À TOI qui as su attendre de moi un sentiment que j’avais perdu imprudemment au coin d’une rue, et sans te lasser, tu as patienté pour que mon cœur comprenne et guérisse de ce mal qui se nomme “culpabilité”.

 

À TOI qui refuseras toujours de m’accepter : “faute de mieux”, et qui saura me défendre telle une tigresse, à la moindre perfidie tentée contre moi !

 

À TOI, qui as su influer sur mon destin, pour que tombent les barrières et les chaines qui m’emprisonnaient et rester ma petite coccinelle porte bonheur.

 

À TOI qui voudrait passer ta vie à rire de mes sottises, toi qui ne te lasses pas et ne t’ennuie jamais avec moi, qui trouve toujours, le temps trop court en ma compagnie, et qui rallongerait nos heures d’échanges à l’infini, juste pour moi….

 

À TOI qui avais ce regard attendri lorsque je venais, qui voulais me voir de plus en plus fréquemment et de plus en plus longtemps à chaque fois, et qui ne me recevais jamais à contrecœur. Mais au contraire qui se sentait honorée de me voir passer dans sa vie à n’importe quelle heure !

 

À TOI qui me fait réaliser que ce que j’ai vécu avant n’était que guerre seulement. Toi, qui sais parler de tout et de rien, la tête posée sur mon épaule. À la conversation intéressante, épanouissante, et d’un niveau intellectuel qui ne m’oblige pas à tout traduire en langage : mec bourré, ou vendeuse de poisson. (Encore que j’adore les produits de la mer, bien lavés et épilés.)

 

De TOI, maintenant je n’espère qu’une seule chose, à la fois simple et belle.

 

MOI ! Pouvoir me réveiller chaque matin allongé à tes côtés. »

 

 

Christian pensait écrire des bêtises toutes simplettes, mais sa femme lisait et pleurait à chaque fois. Souvent, ils faisaient l’amour ensuite, passionnément.

 

 

CHAPITRE XIV

 

 extrait: L’intervention :(de l'action)

 

Le directeur des services de police donnait déjà ses ordres. Alexandre continuait.

 

— « Je pense que Ben Misri veut dépasser son quota de victimes ici. Au Kenya en septembre, ses élèves avaient réussi à faire 68 morts et 200 blessés lors d’un attentat dans un centre commercial. Aujourd’hui, c’est le maître en personne qui se déplace, il doit montrer de quoi il est capable aux yeux de ses futures “sponsors”. Car lorsqu’on est autant recherché ; ça devient de plus en plus couteux de se cacher.

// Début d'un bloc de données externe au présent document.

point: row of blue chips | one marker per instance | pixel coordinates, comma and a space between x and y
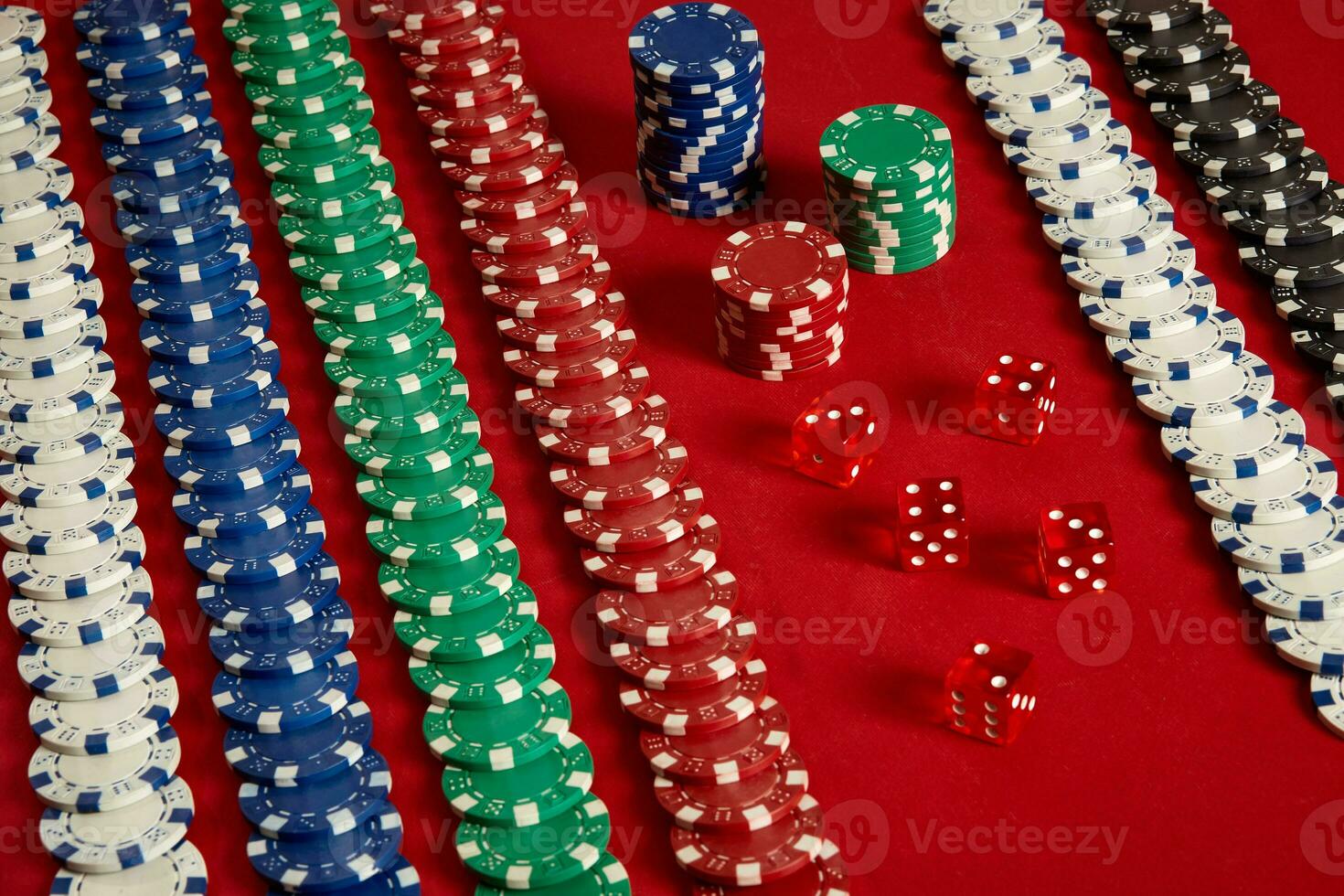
699, 101
108, 756
316, 792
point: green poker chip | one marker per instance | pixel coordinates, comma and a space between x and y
400, 415
472, 635
425, 497
445, 540
546, 855
395, 374
334, 235
340, 197
504, 736
526, 795
305, 132
440, 590
492, 681
359, 269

Mais une bombonne de gaz explosant à l’intérieur d’un véhicule ça ne battra jamais des records de victimes.

C’est là que je me suis souvenu d’un détail aperçu sur une photo. Regardez ! J’ai agrandi. L’intérieur de la baignoire dans laquelle était posée la bombe est sombre. Je n’y ai porté aucune attention, car pour moi c’était une ombre. Et bien, pas du tout, admirez ! »

Du plastique, plein la baignoire, si ça explose, la mer aura encore grignoté le littoral de quelques centaines de mètres. Et les victimes seront broyés puis noyées, la tuerie deux en un. »

 

— « OK, sergent, je mets une section du génie en réserve sur place avec les artificiers et tout le matériel. Ils resteront planqués dans l’hôtel de police. Mais où sont-ils en ce moment ? »

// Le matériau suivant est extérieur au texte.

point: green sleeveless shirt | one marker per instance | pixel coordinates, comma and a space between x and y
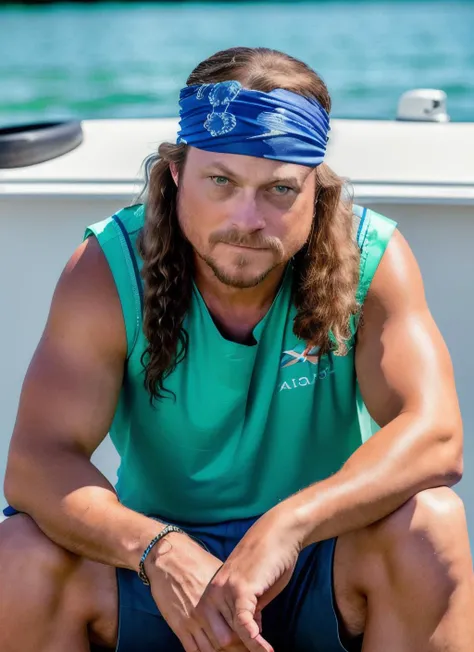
250, 425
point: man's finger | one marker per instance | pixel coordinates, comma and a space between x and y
248, 629
202, 641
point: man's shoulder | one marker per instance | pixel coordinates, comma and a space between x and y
125, 223
370, 226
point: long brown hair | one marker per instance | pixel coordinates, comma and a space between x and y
326, 270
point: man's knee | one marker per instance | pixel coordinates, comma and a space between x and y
425, 539
26, 550
433, 518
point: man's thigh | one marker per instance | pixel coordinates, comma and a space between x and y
304, 618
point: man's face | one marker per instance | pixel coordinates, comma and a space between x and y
244, 216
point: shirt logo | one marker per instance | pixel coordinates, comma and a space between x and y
301, 353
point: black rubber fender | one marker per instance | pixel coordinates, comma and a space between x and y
29, 144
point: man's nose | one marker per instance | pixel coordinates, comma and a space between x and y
247, 215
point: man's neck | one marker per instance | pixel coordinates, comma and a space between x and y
237, 311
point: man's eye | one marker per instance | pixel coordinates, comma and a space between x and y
220, 181
282, 190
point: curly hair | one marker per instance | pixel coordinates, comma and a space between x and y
326, 269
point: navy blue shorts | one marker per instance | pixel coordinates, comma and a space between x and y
301, 619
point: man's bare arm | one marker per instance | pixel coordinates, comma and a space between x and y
406, 379
66, 407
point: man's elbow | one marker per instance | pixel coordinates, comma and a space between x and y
17, 482
449, 441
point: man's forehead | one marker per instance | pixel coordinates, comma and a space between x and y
245, 166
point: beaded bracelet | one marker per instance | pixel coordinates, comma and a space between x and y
141, 567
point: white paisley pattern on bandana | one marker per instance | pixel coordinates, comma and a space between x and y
222, 94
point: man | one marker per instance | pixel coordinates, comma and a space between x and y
254, 510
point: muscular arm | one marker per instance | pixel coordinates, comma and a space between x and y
406, 379
66, 407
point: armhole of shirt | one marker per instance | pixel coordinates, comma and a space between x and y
374, 232
116, 244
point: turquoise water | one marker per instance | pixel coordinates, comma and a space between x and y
123, 60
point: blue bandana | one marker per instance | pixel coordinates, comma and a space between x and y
280, 125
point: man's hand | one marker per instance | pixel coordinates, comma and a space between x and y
258, 570
179, 571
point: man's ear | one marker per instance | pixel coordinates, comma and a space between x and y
174, 172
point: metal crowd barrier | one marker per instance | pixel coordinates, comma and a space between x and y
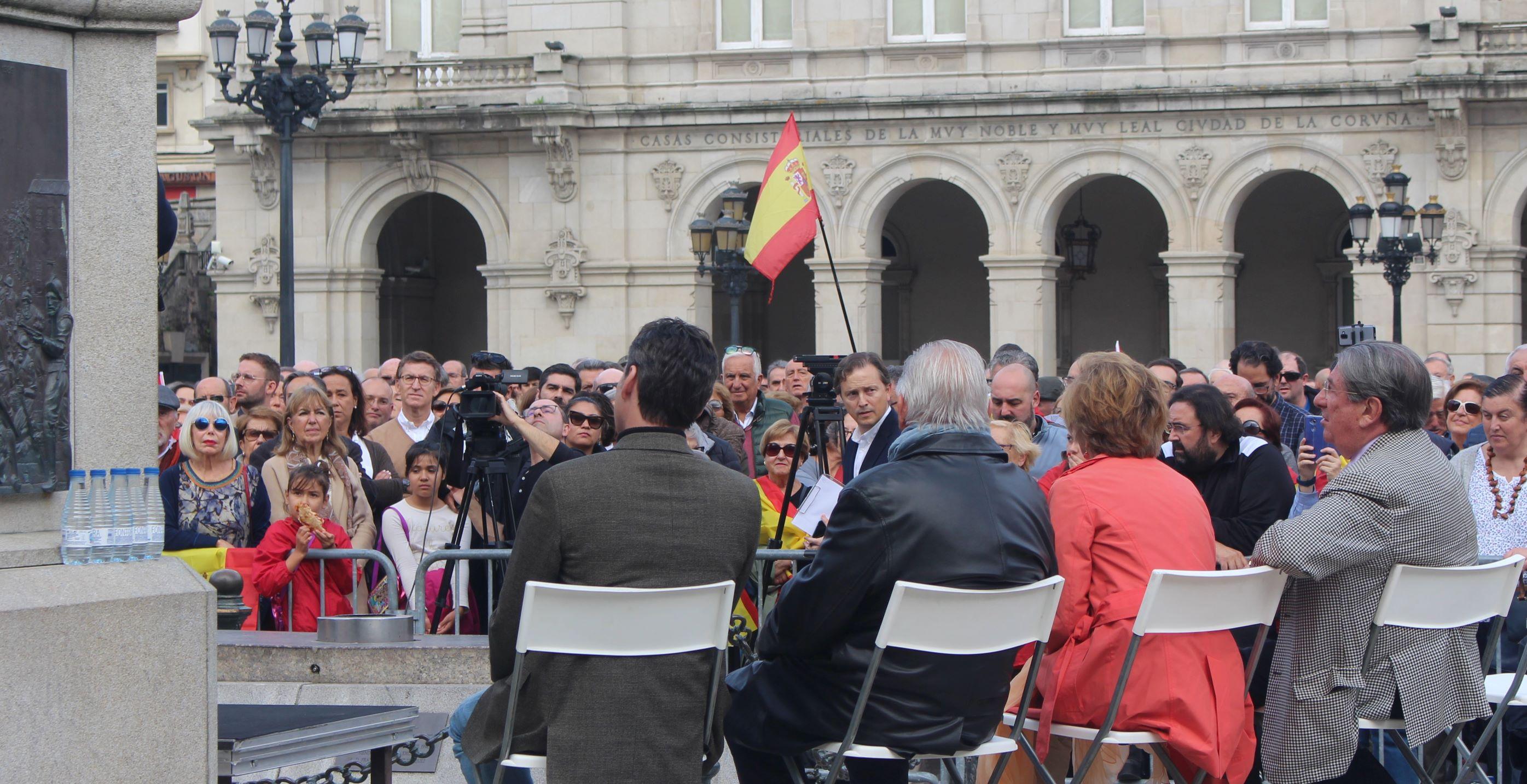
356, 555
416, 604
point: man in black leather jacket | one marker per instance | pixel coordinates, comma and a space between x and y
946, 509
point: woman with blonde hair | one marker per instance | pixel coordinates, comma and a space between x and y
309, 436
1016, 440
1118, 515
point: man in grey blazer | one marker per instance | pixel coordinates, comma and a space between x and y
648, 514
1395, 503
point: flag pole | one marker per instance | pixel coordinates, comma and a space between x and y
836, 284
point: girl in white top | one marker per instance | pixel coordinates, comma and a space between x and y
417, 526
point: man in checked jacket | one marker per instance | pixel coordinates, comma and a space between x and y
1395, 503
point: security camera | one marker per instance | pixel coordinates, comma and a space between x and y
216, 262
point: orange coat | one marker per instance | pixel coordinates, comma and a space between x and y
1115, 520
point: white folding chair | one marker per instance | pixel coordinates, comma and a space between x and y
1178, 602
597, 621
1442, 598
958, 623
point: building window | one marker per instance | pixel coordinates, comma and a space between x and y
1283, 14
1105, 18
753, 24
927, 20
162, 104
431, 28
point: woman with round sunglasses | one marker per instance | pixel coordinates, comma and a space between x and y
591, 422
1464, 409
213, 499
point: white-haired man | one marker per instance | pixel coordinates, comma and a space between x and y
946, 509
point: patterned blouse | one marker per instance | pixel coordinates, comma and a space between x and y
1497, 536
219, 508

Coupa le colonel impatient de passer à l’attaque.

 

Christian reprit son exposé.

 

— « Lorsqu’ils ont su que l’on connaissait leur base, ils ont tous démarré.

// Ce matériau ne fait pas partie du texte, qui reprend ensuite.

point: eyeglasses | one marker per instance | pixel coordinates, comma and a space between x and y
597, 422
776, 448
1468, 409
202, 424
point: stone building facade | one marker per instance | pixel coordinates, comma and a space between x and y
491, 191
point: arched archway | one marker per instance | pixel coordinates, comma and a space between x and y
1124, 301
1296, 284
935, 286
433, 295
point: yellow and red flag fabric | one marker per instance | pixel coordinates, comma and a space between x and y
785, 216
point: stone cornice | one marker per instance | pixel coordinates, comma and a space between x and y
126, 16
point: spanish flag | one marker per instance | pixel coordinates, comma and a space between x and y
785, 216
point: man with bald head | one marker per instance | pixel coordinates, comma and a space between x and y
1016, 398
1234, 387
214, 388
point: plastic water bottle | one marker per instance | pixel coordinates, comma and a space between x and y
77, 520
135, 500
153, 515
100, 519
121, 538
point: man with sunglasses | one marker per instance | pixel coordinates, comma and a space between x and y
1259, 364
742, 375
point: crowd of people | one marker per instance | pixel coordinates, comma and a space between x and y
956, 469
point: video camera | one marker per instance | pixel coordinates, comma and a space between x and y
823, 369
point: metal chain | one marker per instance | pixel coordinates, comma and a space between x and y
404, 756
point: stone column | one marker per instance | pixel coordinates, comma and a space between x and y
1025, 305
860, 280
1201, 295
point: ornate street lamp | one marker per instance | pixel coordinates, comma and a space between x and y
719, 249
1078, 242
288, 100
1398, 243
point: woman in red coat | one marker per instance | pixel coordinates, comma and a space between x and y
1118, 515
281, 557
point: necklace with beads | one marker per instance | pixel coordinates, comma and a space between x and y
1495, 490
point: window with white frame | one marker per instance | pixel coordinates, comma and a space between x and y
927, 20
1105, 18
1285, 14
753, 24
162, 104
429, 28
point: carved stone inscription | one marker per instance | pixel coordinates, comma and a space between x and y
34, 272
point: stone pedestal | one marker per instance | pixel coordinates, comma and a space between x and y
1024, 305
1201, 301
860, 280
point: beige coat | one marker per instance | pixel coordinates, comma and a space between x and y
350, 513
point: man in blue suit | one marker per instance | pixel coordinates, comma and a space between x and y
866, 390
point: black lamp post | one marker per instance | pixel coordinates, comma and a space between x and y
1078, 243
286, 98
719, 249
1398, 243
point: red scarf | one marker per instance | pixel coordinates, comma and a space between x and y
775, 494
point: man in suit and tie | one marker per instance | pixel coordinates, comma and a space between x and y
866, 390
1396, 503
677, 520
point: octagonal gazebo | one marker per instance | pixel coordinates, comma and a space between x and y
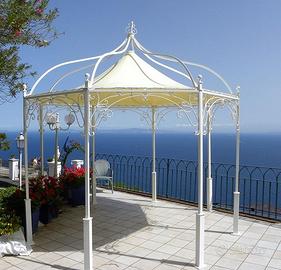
133, 83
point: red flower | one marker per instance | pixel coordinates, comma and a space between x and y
39, 11
18, 33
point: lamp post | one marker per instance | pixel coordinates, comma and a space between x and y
53, 122
20, 146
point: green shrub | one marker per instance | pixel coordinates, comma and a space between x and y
6, 193
9, 222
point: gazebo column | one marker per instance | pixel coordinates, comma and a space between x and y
199, 260
41, 130
94, 195
154, 183
236, 194
28, 220
56, 146
87, 220
209, 178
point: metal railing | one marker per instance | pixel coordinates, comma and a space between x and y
260, 187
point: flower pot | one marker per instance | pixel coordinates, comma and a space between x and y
45, 215
35, 220
54, 211
77, 195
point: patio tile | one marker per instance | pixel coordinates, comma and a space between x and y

On peut se baser sur l’explosion du métro pour connaitre l’heure de départ. Partant à pied, Momo, a été dispensé de corvée. Il a commencé à marcher entre 4 h et 4 h 30, pour être sur le quai à l’ouverture. Plutôt 4 h, avec l’encombrement de son équipement du parfait terroriste. Les autres, devaient charger les explosifs et vu la quantité, ils viennent de démarrer ou ne vont plus tarder.

Sur la 1ere photo du véhicule, prise par mon contact, R.A.S. lorsque Benouard en descend. Tiens ! Arrêtez-le, pour complicité, celui-là.

 

Lors du passage du 1er satellite, peu avant 5 h, le mini bus est encore dans la cité, mais il est très chargé, regardez les roues et les amortisseurs écrasés.

Les ordinateurs ont calculé, en partant d’amortisseurs neufs, et de pneu correctement gonflé, qu’il y a, près de 1.5 Tonne de charges.

 

Au passage du dernier satellite pendant que nous parlions, plus aucun véhicule. Ils ont surement entendu l’explosion et précipité leur départ, quitte à attendre sur place ensuite. Ils sont donc sur un des trois itinéraires que j’ai indiqués, où bien ils sont déjà arrivés.

Mais ils ne feront rien avant 10 h du matin, heure à laquelle tous les médiats seront en place. Ben Misri est une diva et il lui faut son public. Ce sera sa cassette promotionnelle. Je pense qu’ils attendront que la foule soit rassemblée, s’ils le peuvent. Ils déclencheront à 11 h au départ de la messe. Avec le grand écran sur le parvis, imaginez le carton.

L’idéal serait de les prendre d’ici une heure, cela ferait moins de pertes humaines, car de toute façon ils se feront sauter. Sauf Ben Misri qui filmera et exhortera ses volontaires de la mort. Il va se poster, à pied, suffisamment loin et en hauteur, avec une vue imprenable sur le spectacle. Avertissez les tireurs d’élite, il sera sur une position qu’ils auraient choisie eux même.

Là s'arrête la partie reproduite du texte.